The recommendation of the American Centers for Diseases (CDC) and the National Institute of Health (IOM) is: all 15-45-year-old women with childcare age replenish 400 micrograms (ie 0.4 mg) folic acid supplements per day.

The hazard of superflof acid:

In September 2017, an article published in "AM Journal of Clinical Nutriton" depends on the preview birth queue of Spanish researchers for children and environment (INMA).), It is negatively related to the development of neural cognitive development at the age of 4-5-that is, when the perinatal folic acid increases exceeds 1,000 micrograms, it will cause children to decline in the development of neural cognitive development at the age of four or five.Manager Shen’s cognitive development includes: overall language, speech memory, the rear leather and left and right leather cognitive functions.

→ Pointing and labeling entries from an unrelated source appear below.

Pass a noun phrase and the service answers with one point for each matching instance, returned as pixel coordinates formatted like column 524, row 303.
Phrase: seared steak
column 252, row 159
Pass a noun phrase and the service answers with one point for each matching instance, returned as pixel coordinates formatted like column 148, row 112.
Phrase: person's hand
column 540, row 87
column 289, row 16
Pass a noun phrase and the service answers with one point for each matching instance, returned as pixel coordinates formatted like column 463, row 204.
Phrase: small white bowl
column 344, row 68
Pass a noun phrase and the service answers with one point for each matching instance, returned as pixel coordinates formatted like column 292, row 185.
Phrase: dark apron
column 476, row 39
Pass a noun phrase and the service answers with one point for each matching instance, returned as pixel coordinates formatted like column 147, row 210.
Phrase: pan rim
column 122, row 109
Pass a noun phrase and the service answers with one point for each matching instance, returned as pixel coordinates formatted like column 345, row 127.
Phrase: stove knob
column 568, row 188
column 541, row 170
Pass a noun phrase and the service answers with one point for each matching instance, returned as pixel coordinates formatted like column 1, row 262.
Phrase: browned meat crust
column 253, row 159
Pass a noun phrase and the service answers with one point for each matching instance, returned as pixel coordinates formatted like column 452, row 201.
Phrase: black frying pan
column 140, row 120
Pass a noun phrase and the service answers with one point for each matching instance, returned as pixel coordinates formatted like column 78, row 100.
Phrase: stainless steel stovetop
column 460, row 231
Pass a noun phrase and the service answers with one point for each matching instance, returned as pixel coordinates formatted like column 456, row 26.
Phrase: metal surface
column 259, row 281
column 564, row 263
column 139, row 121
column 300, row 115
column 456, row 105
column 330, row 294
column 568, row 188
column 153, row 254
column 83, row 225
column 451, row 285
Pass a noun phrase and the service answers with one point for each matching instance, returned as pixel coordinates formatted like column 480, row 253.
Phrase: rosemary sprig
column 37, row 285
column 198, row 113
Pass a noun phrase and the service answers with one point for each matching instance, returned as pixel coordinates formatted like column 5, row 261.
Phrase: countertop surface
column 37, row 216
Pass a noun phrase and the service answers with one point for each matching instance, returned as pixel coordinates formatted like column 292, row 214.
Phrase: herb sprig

Folic Acid is also called vitamin B9, which is a water -soluble vitamin, also known as vitamin M, vitamin BC, R factor, etc. In 1941, it was named folic acid because of this biological factors found from spinach.

The impact of folic acid on the fetus during pregnancy:

In the early pregnancy:

The occurrence of fetal nerve tube deformity is within 28 days before pregnancy, and at this time, most expectant mothers have not realized that they are pregnant, so they face the danger of folic acid deficiency and endanger the baby in the abdomen.At least one month, and in the first three months of pregnancy, I insist on taking the recommended dose of folic acid every day, which can reduce the risk of neural tube defects by 50%to 70%.

In the early stages of pregnancy: early pregnancy is the differentiated period of the fetal organs, and the placental formation is a critical period. The cell growth grows and the division is very strong.At this time, folic acid deficiency can cause fetal malformation.Including brain -free, spinal baptism, etc., it may also cause early abortion.

In the middle of pregnancy:

In the middle and late pregnancy: folic acid participates in the synthesis of the baby DNA during the third trimester. Although the baby’s nervous system has been developed in the early stages of pregnancy, the lack of folic acid in the middle and late pregnancy will still cause giant red blood cell anemia, signsonia, placenta, placenta, placentaEarly peeling and low -body weight.

The side effects of excessive folic acid:

1. Taking folic acid tablets can cover up the early performance of vitamin B12 deficiency, leading to damage to the nervous system;

2. Orally 350mg of folic acid may affect the absorption of zinc, which leads to zinc deficiency, cause the fetus to develop slowly, and increase the weight of a low birth weight;

3. Taking anorexia, nausea, abdominal distension and other gastrointestinal symptoms in a large number of folic acid;

4. When taking a lot of folic acid, yellow urine may occur.

Recommended quantity of folic acid: 600mg/day in early pregnancy and late pregnancy

Folic acid -rich foods

(1) Vegetables: lettuce, spinach, cauliflower, rapeseed, cabbage, greens, lentils, pods, tomatoes, carrots, pumpkin, mushrooms, etc.

(2) Fruit: Orange, strawberry, kiwi, cherry, banana, lemon, peach, Li, apricot, bayberry, jujube, hawthorn, pomegranate, grape, pear, etc. Among them, kiwi contains 8%folic acid, "natural folic acidThe name of the big households.

(3) Animals: Animal liver, kidney, poultry and eggs, such as pork liver, beef, lamb, chicken, egg yolk, etc.

(4) Beans, nuts: soybeans, soy products, walnuts (including walnut oil), cashews, chestnuts, almonds, pine nuts, etc.

(5) Grain: whole wheat flour, oats, brown rice, etc.